Extend the previous design so that **max**, **mean**, and **mode** are computed over only the **most recent `k` elements** of the stream. When a new integer is added and the window already holds `k` elements, the **oldest** element is evicted first. Values are still in the range `1..1001`. Implement a function that takes the window size `k` and a list of operations, replays them, and returns the result of every *query* operation in order. Operations: - `['add', x]` — push `x` (`1 <= x <= 1001`); evict the oldest if the window is full. No output. - `['max']` — max over the current window, or `None` if empty. - `['mean']` — mean over the current window as a float, or `None` if empty. - `['mode']` — mode over the current window; on a tie, the **smallest** value; `None` if empty. **Memory:** a ring buffer / deque of up to `k` elements for eviction order, plus the same `counts` array of size `1002`. Space is **O(k)** (dominated by the window), independent of the total stream length.
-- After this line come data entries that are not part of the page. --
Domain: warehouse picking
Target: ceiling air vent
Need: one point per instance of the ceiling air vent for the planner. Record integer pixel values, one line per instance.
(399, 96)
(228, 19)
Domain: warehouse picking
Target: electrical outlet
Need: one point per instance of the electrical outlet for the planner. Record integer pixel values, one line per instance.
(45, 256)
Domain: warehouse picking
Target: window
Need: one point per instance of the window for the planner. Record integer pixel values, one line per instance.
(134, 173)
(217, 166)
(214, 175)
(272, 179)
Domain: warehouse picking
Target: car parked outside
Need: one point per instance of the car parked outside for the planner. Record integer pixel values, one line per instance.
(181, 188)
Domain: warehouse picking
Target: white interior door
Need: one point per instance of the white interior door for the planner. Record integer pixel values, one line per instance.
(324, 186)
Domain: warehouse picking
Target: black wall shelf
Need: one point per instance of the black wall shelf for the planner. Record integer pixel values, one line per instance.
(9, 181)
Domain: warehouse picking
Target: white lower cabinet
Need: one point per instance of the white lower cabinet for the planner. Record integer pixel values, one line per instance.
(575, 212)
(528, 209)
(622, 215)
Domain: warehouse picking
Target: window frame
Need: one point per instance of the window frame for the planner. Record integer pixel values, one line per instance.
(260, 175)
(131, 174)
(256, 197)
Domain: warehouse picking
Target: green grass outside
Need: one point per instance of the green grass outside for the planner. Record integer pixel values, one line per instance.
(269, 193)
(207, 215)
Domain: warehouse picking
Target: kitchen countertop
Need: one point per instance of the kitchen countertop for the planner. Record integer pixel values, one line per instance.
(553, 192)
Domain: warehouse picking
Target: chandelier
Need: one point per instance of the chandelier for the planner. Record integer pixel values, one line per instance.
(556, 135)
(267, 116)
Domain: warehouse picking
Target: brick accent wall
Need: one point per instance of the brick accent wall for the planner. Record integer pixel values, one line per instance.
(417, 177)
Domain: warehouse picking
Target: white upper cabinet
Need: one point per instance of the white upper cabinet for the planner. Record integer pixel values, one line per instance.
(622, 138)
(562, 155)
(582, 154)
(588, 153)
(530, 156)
On eviction, decrement the evicted value's count; `max` is recomputed by scanning the bounded counts array downward from `1001`, and `mode` by scanning the counts array — both O(1001) = O(1) with respect to `k`.

Constraints

  • 1 <= k
  • 1 <= x <= 1001 for every added integer
  • Adding to a full window evicts the oldest element first (FIFO)
  • Queries on an empty window return None
  • Mode ties are broken by returning the smallest value

Examples

Input: (3, [['add', 1], ['add', 2], ['add', 3], ['max'], ['mean'], ['mode']])

Expected Output: [3, 2.0, 1]

Explanation: Window [1,2,3] (k=3, none evicted yet): max=3, mean=6/3=2.0, mode=1 (all tied, smallest wins).

Input: (2, [['add', 5], ['add', 9], ['add', 4], ['max'], ['mean'], ['mode']])

Expected Output: [9, 6.5, 4]

Explanation: k=2: adding 4 evicts 5, window becomes [9,4]. max=9, mean=13/2=6.5, mode=4 (tie, smallest).

Input: (3, [['max'], ['mean'], ['mode']])

Expected Output: [None, None, None]

Explanation: Empty window: all queries return None.

Input: (1, [['add', 7], ['add', 2], ['max'], ['mean'], ['mode']])

Expected Output: [2, 2.0, 2]

Explanation: k=1: adding 2 evicts 7, window=[2]. All stats equal 2.

Input: (4, [['add', 8], ['add', 8], ['add', 3], ['add', 8], ['add', 1], ['max'], ['mean'], ['mode']])

Expected Output: [8, 5.0, 8]

Explanation: k=4: after adding 1, oldest 8 evicted -> window [8,3,8,1]. max=8, mean=20/4=5.0, mode=8 (count 2).

Input: (2, [['add', 1001], ['add', 1001], ['add', 1], ['max'], ['mean'], ['mode']])

Expected Output: [1001, 501.0, 1]

Explanation: k=2: adding 1 evicts the first 1001 -> window [1001,1]. max=1001, mean=1002/2=501.0, mode=1 (tie, smallest).

Input: (3, [['add', 4], ['add', 6], ['add', 6], ['add', 4], ['add', 4], ['mode'], ['max'], ['mean']])

Expected Output: [4, 6, 4.666666666666667]

Explanation: k=3: after all adds the window is the last 3 = [6,4,4]. mode=4 (count 2), max=6, mean=14/3=4.666...

Hints

  1. Keep a FIFO deque of the window's elements so you know which value to evict, and a counts array of size 1002 for the value frequencies inside the window.
  2. On eviction, decrement the evicted value's count and subtract it from the running sum; on add, increment and add.
  3. Because values are bounded, recompute max by scanning the counts array downward from 1001, and mode by scanning it upward (first value with the highest count handles the smallest-on-tie rule). These scans are O(1) in k.